Yours sincerely, [Signed] John Otis. Oliver Otis Howard.

This was a turning point in my career. What my uncle anticipated with reference to his son took place. He was rejected upon the physical examination. I did not accept the offer at once. It occasioned too radical a change in all my thoughts and plans. I had desired to do something to enable me to lay by money enough to commence and go through a professional course without interruption, and I wanted to be, like my uncle, a lawyer. It had never entered my mind before to be a soldier, and I knew scarcely anything with regard to the Military Academy; but the prospect of bettering my education and having a support while I did so and, if I graduated successfully, a career open which would relieve me from the anxiety of toiling too much for a support, soon determined the case in favor of acceptance. As we were so young, Miss Waite and her friends made no serious objection.

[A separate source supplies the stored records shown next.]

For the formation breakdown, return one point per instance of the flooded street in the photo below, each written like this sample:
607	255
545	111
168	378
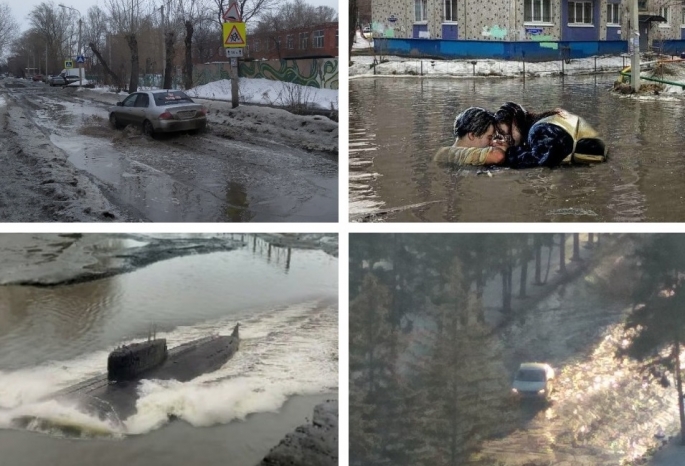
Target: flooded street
232	173
52	337
397	125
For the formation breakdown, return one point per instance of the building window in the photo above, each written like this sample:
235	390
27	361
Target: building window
579	12
613	13
665	12
420	10
450	10
317	39
537	11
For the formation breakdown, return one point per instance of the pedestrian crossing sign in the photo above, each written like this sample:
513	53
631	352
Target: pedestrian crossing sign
234	35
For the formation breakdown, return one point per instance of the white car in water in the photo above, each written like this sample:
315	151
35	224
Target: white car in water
533	380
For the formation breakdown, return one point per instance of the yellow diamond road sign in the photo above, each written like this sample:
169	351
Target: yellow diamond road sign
234	35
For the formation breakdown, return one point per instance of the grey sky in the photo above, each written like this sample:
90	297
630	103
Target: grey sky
22	8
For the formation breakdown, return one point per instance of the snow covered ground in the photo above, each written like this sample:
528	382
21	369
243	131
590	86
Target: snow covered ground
402	66
263	92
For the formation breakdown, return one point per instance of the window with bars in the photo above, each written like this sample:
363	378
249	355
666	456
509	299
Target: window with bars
304	37
450	10
317	39
613	13
579	12
420	7
537	11
665	11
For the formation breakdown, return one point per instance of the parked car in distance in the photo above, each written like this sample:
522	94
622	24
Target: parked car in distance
159	111
533	380
57	80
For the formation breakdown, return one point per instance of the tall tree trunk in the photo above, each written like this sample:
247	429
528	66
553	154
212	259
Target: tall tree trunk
115	78
506	287
549	263
562	253
188	67
354	12
524	274
132	41
679	386
169	39
576	247
537	244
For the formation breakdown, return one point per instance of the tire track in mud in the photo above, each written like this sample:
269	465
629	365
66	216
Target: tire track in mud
38	184
190	178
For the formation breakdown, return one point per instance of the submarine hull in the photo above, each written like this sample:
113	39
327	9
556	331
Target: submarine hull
115	397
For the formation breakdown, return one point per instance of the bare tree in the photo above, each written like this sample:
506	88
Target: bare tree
8	27
126	16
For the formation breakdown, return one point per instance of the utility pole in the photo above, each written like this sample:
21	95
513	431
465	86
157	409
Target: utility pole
163	47
80	63
635	40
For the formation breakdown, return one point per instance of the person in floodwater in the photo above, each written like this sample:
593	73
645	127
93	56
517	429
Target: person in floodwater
548	139
475	144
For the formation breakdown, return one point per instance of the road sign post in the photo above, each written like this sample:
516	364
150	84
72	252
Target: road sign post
234	39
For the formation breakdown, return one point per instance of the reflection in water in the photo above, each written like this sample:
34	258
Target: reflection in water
62	322
237	203
392	144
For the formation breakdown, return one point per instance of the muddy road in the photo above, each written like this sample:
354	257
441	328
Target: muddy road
63	162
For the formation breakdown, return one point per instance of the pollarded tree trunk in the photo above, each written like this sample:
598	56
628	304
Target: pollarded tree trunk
188	67
169	39
679	386
132	41
562	253
115	78
537	244
576	247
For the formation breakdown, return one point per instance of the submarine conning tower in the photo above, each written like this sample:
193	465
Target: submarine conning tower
130	361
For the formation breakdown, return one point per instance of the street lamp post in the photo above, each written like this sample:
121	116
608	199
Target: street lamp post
635	38
78	51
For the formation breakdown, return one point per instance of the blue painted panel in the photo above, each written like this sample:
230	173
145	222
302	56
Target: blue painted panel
528	50
450	31
672	47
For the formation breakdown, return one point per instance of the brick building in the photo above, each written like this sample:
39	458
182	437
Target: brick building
314	41
527	20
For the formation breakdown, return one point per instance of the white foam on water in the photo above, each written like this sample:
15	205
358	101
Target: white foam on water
292	351
283	352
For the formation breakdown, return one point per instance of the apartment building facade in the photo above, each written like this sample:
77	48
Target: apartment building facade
316	41
527	20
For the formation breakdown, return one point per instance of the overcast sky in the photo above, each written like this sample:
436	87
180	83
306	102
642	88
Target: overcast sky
22	8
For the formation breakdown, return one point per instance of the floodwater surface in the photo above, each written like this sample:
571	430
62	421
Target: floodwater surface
53	337
397	125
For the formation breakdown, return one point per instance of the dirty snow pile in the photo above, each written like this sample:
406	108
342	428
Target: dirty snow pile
269	92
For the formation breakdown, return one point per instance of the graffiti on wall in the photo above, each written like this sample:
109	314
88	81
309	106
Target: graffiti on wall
315	72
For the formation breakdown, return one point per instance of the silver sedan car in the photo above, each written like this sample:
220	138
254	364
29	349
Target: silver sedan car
159	111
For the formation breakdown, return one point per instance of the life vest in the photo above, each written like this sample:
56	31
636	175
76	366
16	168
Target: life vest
588	147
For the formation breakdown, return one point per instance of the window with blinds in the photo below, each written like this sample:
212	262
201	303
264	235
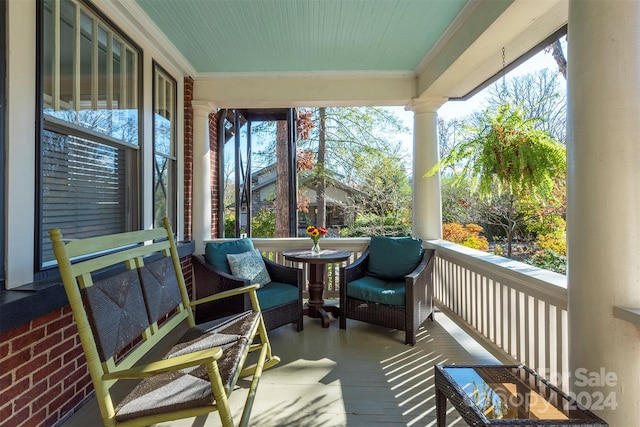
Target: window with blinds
89	163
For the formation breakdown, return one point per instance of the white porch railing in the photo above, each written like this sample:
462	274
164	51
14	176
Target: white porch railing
273	248
514	307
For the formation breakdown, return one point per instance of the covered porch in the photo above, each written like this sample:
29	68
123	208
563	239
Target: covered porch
588	320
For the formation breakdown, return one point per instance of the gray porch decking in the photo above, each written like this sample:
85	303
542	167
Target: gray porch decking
363	376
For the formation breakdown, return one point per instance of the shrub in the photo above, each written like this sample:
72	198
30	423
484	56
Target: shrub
549	260
263	224
465	235
555	242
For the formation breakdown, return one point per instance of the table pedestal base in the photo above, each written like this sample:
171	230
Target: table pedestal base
321	312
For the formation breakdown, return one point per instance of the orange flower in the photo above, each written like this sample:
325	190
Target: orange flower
316	232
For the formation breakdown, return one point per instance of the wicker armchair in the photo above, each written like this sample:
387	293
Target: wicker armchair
418	298
209	281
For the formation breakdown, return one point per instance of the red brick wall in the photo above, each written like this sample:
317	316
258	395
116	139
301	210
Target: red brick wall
43	372
213	150
188	158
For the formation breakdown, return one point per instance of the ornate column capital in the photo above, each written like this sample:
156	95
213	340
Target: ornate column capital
202	107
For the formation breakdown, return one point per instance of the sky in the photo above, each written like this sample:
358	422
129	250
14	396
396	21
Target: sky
458	109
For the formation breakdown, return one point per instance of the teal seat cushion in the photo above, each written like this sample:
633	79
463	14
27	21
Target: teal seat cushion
216	253
372	289
392	258
274	294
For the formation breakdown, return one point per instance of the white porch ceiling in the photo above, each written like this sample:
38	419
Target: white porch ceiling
273	53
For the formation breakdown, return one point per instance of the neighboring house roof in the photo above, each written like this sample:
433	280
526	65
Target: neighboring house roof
265	177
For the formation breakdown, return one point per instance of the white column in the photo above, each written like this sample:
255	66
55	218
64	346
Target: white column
201	174
427	202
603	205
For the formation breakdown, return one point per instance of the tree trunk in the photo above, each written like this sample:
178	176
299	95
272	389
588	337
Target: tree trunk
558	55
282	182
510	228
321	203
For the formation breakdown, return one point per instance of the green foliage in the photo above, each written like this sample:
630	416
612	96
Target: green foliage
555	242
367	225
230	226
507	150
546	224
465	235
549	260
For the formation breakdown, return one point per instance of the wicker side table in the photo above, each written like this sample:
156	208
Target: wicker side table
491	395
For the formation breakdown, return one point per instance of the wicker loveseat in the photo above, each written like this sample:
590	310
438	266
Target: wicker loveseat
280	299
389	285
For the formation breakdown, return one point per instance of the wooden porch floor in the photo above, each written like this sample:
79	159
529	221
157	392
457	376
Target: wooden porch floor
364	376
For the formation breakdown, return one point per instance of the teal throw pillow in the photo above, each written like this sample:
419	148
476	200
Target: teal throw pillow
216	253
250	266
392	258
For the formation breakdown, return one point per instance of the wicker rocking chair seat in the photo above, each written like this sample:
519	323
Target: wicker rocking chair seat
191	388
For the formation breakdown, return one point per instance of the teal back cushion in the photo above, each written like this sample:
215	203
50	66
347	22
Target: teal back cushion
216	253
392	258
372	289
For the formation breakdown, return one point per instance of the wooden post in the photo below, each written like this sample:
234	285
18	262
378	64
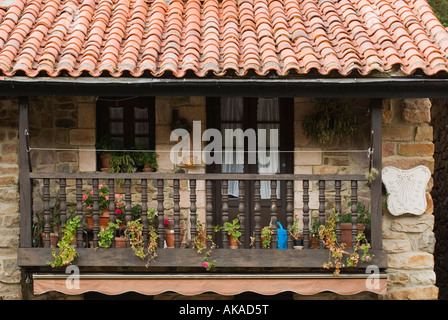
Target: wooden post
176	216
306	215
160	212
289	209
225	213
25	204
338	208
376	185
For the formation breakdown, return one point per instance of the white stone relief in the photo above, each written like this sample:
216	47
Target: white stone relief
406	189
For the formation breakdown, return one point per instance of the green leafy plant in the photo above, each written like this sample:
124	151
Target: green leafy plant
143	157
371	175
122	162
200	243
134	232
295	231
107	145
328	235
66	252
266	237
364	215
107	233
332	122
233	229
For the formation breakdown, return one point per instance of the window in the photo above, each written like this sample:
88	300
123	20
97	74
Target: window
131	121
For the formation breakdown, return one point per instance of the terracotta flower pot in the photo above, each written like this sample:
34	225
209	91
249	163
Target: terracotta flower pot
169	238
54	238
103	221
120	242
105	161
298	244
346	234
233	244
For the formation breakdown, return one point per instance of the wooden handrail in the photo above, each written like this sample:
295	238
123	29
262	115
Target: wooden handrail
197	176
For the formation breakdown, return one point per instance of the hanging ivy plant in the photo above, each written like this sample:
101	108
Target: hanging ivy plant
332	122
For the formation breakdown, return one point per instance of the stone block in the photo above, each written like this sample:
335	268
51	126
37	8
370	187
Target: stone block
417	110
397	133
387	111
307	156
424	133
396	246
86	115
409	163
416	293
413	224
82	137
410	260
416	149
388	149
87	161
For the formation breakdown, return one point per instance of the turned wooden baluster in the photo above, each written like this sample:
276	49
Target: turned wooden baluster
95	212
145	211
354	211
225	213
321	208
273	219
79	212
112	208
209	210
192	208
176	208
47	217
160	212
289	210
241	213
63	199
112	217
128	201
306	214
337	208
257	214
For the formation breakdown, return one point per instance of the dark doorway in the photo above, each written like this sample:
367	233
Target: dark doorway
272	124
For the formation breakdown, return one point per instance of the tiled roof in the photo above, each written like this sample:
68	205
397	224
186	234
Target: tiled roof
213	37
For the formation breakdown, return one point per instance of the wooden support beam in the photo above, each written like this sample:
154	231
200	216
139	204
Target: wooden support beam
25	203
376	185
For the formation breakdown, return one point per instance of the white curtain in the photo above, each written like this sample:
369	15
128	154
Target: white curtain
268	143
232	109
232	112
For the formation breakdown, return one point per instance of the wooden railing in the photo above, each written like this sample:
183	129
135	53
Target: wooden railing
78	181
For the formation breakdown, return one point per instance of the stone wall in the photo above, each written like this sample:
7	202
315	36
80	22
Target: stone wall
311	157
10	274
409	239
440	194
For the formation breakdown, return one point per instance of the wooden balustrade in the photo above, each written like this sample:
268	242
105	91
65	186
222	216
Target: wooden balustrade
80	183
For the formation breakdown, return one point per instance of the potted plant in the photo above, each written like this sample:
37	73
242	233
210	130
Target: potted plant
232	228
67	251
266	237
169	234
103	205
107	145
346	229
107	233
296	234
122	162
145	161
327	233
314	233
332	122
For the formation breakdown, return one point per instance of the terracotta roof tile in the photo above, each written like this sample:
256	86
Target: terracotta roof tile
45	37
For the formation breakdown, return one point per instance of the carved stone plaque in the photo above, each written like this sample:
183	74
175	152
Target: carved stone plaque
406	189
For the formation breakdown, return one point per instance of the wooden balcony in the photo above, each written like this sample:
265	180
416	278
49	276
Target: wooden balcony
154	186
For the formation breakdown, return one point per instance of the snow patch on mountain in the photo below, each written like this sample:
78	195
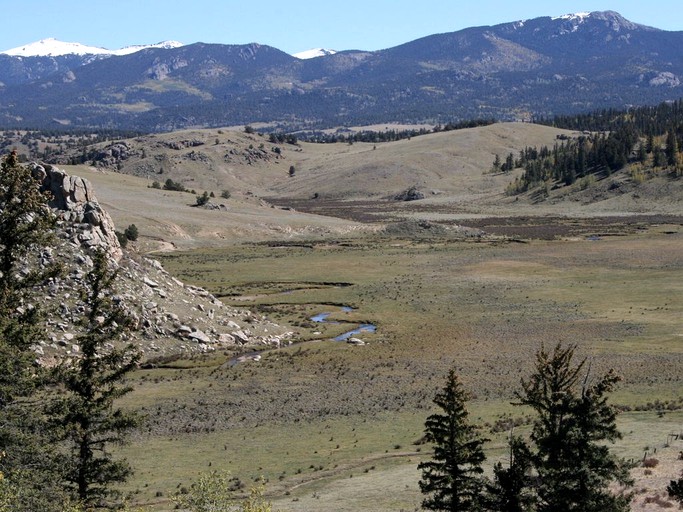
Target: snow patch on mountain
313	53
52	47
577	16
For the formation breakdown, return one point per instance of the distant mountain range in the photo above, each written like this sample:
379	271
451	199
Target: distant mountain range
517	70
51	47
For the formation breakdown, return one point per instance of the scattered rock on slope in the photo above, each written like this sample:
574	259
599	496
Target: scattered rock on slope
170	317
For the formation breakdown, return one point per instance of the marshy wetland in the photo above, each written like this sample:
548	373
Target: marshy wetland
333	426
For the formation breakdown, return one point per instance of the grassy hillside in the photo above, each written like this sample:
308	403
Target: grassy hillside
334	426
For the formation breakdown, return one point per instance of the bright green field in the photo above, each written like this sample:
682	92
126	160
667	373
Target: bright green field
333	426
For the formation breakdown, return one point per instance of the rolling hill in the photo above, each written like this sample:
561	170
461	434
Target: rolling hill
516	70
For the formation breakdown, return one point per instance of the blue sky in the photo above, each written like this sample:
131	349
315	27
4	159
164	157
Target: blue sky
289	25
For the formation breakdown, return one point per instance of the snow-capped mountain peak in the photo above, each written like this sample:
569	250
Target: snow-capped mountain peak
52	47
577	16
313	53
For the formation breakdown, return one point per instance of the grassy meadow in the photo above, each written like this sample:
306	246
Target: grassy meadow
334	427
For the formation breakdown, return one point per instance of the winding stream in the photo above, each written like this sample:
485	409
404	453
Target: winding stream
322	318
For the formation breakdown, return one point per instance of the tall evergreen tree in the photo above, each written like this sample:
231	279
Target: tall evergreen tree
86	415
511	489
574	421
452	479
26	224
671	148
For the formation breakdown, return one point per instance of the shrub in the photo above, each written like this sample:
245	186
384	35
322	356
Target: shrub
203	199
123	239
650	462
169	184
131	233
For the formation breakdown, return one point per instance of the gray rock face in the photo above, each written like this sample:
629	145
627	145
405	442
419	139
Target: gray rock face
168	316
84	220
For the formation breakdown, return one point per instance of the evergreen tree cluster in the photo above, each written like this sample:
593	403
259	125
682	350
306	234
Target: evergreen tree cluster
651	136
56	425
565	465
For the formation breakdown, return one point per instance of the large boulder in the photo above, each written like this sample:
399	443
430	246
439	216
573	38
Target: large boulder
74	201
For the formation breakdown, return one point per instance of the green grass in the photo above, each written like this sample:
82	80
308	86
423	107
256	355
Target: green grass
315	418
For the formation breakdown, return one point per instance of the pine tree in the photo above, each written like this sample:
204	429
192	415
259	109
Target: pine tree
574	423
671	148
26	223
452	479
675	490
87	417
511	488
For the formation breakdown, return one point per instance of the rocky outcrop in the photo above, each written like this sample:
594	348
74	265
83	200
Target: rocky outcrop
169	317
81	217
412	194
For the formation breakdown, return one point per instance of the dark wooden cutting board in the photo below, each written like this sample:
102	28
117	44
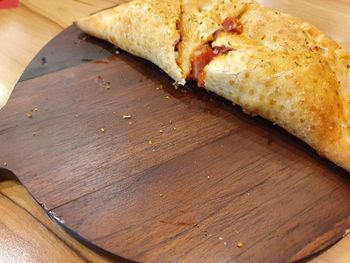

I went home to my mother and laid the whole case before her and think I should have been governed by her wisdom had she decided that I ought not to go into the army, but she looked into my face and said, “My son, you have already made up your mind.” It was the [42] nearest to an objection that she ever made. Her chief thought, often expressed, was that I must be upright in all my intercourse at the Military Academy and take a high stand.

By diligent study I was able to pass all my examinations at Bowdoin and secure my proper degree at graduation, though it was impossible for me to remain with my classmates for the final “commencement.”

It has been my privilege to attend ceremonials at home and abroad of every description and to take in as well as I could notions of precedence, arrangement, and dignity, but I have never been so much impressed as I was with the seniors of Bowdoin College during the last term of our class. Their display at chapel exercises was particularly noticeable, especially at the time of evening prayers. As a rule they wore tall silk hats and a majority of them carried canes. They attached considerable importance to their long coats, their well-selected cravats and standing collars. They usually came with a quick step, to be observed by the other classes, the professors and President Woods, who, through his large spectacles, never let anything escape his attention. As soon as the seniors were seated President Woods arose and gave out a hymn, which was well sung by a choir of selected voices. Then he read a portion of Scripture. Always reverent and yet always cheerful, he offered a prayer, simple and direct, as a prayer should be. It covered the usual ground of confession and entreaty, but always wound up with asking a blessing upon the college, upon our rulers, State and national, and upon “all our fellow men, for the sake and in the name of our Blessed Lord.” The seniors never waited for the last benediction, but as soon as they heard the words “all our fellow [43] men” they rose en masse and marched out with their dignified tread and deportment, much impressing, as it should, the under classmen who were to follow them. The hats were resumed, and the canes, carried under the arm, were taken in hand at the door.

The present beautiful chapel is not the one I found at Bowdoin in 1846, but is a new one, handsomely constructed, which, for a time, answered the purpose of a chapel and a library. After half a century the library, having become altogether too small, has been, through the generosity of an alumnus, General Thomas H. Hubbard, of New York, replaced by a new structure four times as large and in every way conformable to the wonderful growth of the college itself.

Perhaps at no time in my life did I feel so much that I had attained substantial greatness as when, among the seniors with their hats and canes, I passed in and out of the college chapel for the last time.